The very fact of any one-on-one meeting could be positive, Sher added, for the broader perception it could create about U.S.-China cooperation.

“Diplomatic engagement at the top sends a message to the bureaucracies in both countries that they can re-engage at the working level,” he said. “Reopening dialogue channels is particularly important after the flare-up in tensions over Taiwan last summer.”

That result of a possible Biden-Xi meeting might be more important than the specific outcome of anything they discuss, according to Thomas Fingar, a fellow at Stanford University’s Freeman Spogli Institute for International Studies and the former chief U.S. intelligence analyst.

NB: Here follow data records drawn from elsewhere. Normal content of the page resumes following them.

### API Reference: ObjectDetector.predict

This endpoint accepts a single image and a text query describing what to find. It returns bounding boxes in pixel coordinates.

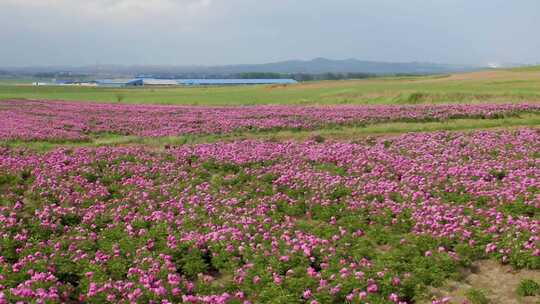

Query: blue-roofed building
[96,79,144,88]
[95,78,297,88]
[176,79,297,85]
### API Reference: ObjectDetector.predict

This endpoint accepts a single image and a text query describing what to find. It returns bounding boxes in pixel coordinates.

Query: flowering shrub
[0,129,540,303]
[0,100,540,141]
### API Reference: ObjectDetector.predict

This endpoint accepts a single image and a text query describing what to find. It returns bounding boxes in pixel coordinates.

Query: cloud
[0,0,540,66]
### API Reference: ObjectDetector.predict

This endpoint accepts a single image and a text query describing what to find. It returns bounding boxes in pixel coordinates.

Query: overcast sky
[0,0,540,66]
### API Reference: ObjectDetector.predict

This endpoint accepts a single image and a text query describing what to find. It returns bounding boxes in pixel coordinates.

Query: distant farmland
[0,67,540,105]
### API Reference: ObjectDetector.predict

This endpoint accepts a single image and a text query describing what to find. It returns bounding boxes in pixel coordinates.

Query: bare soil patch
[426,260,540,304]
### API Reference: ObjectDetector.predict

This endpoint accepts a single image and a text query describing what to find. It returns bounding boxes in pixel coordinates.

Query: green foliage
[465,288,490,304]
[516,279,540,297]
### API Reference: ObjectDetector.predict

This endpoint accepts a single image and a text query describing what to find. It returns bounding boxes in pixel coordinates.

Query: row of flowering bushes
[0,100,540,141]
[0,129,540,304]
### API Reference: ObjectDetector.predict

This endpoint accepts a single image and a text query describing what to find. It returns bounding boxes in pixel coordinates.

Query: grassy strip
[4,113,540,151]
[0,67,540,105]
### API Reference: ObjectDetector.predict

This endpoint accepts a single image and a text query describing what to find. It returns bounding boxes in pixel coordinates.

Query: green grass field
[6,113,540,152]
[0,67,540,105]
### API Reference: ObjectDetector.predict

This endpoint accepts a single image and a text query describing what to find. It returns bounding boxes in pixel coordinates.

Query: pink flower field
[0,100,540,141]
[0,128,540,304]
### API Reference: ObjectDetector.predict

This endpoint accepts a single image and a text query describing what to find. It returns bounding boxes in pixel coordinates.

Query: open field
[0,67,540,105]
[0,68,540,304]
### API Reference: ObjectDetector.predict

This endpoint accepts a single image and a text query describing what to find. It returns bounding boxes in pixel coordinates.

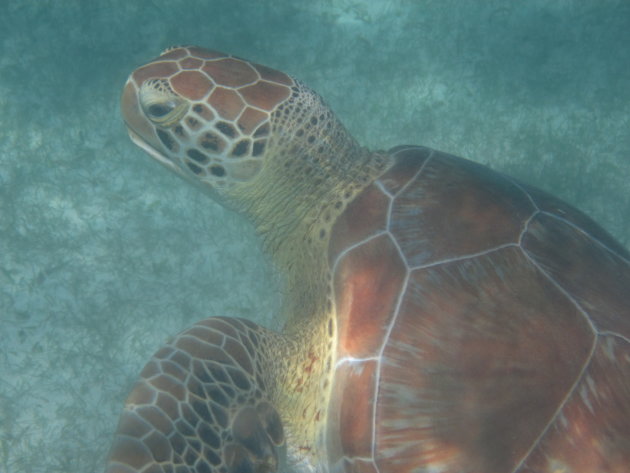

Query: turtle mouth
[125,122,183,175]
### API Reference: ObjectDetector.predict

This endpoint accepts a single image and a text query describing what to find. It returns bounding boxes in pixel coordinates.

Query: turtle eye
[147,101,175,118]
[139,79,188,127]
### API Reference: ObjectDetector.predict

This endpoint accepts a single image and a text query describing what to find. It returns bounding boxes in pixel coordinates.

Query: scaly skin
[113,47,389,473]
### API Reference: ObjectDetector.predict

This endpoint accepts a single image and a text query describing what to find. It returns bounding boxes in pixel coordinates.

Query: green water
[0,0,630,473]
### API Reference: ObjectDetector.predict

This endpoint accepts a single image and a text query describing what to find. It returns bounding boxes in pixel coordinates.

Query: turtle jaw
[125,123,190,179]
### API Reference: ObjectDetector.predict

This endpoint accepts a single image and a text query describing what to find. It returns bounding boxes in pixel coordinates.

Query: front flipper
[106,317,284,473]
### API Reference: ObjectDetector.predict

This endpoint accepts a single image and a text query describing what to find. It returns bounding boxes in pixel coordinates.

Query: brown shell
[327,146,630,473]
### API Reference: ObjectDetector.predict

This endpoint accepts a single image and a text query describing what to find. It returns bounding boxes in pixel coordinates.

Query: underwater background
[0,0,630,473]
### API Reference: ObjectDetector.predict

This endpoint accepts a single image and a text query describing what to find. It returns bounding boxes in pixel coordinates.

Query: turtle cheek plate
[120,78,188,177]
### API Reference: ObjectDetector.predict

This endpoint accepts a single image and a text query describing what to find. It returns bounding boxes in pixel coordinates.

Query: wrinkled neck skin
[222,84,389,472]
[230,83,389,326]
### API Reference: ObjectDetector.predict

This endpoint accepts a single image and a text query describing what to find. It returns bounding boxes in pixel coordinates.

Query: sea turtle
[107,47,630,473]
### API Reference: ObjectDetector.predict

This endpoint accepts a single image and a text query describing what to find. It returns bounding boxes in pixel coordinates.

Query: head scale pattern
[122,47,298,188]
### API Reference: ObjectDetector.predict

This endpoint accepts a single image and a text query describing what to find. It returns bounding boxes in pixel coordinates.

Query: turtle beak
[120,77,183,175]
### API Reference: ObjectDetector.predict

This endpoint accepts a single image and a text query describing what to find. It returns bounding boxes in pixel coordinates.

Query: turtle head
[121,47,344,212]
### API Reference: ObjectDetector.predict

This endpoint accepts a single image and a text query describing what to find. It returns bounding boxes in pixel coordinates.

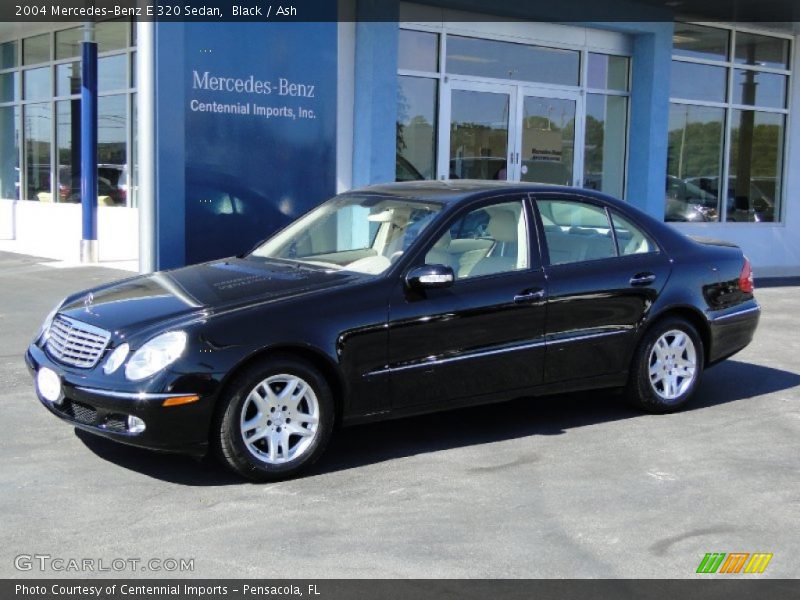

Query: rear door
[534,193,670,383]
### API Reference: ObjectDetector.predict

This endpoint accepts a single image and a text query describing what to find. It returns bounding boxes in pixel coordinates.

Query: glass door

“The meeting would not solve specific problems, but the fact of the meeting would demonstrate that Biden (and the U.S.) is willing to work with Xi/China when and where it is possible to do so (e.g., on Ukraine, nuclear security, climate issues),” Fingar said in an email.

“It would also make it possible for lower-level Chinese officials to re-engage with their American counterparts,” he said. “That might not happen, but it can’t happen unless sanctioned by Xi.”

Detente unlikely

But even then, the prospects for a detente seem dim.

Ja Ian Chong, a professor of international relations and expert in Chinese foreign policy at the National University of Singapore, said while Biden and Xi might have an interest in their countries easing ties, the room for maneuver would be limited by the widening chasm in their interests.

“Both sides have incentives to prevent some uncontrolled and uncontrollable downward spiral in relations,” Chong said, but “both sides are likely to signal resolve to each other” on any disagreement.

“Beijing’s insistence on a more forceful style for pursuing its interests, Washington’s determination to resist such moves,” as well as deepening mutual suspicions developing back in Washington and Beijing, he added, “likely make anything more than very small steps very difficult.”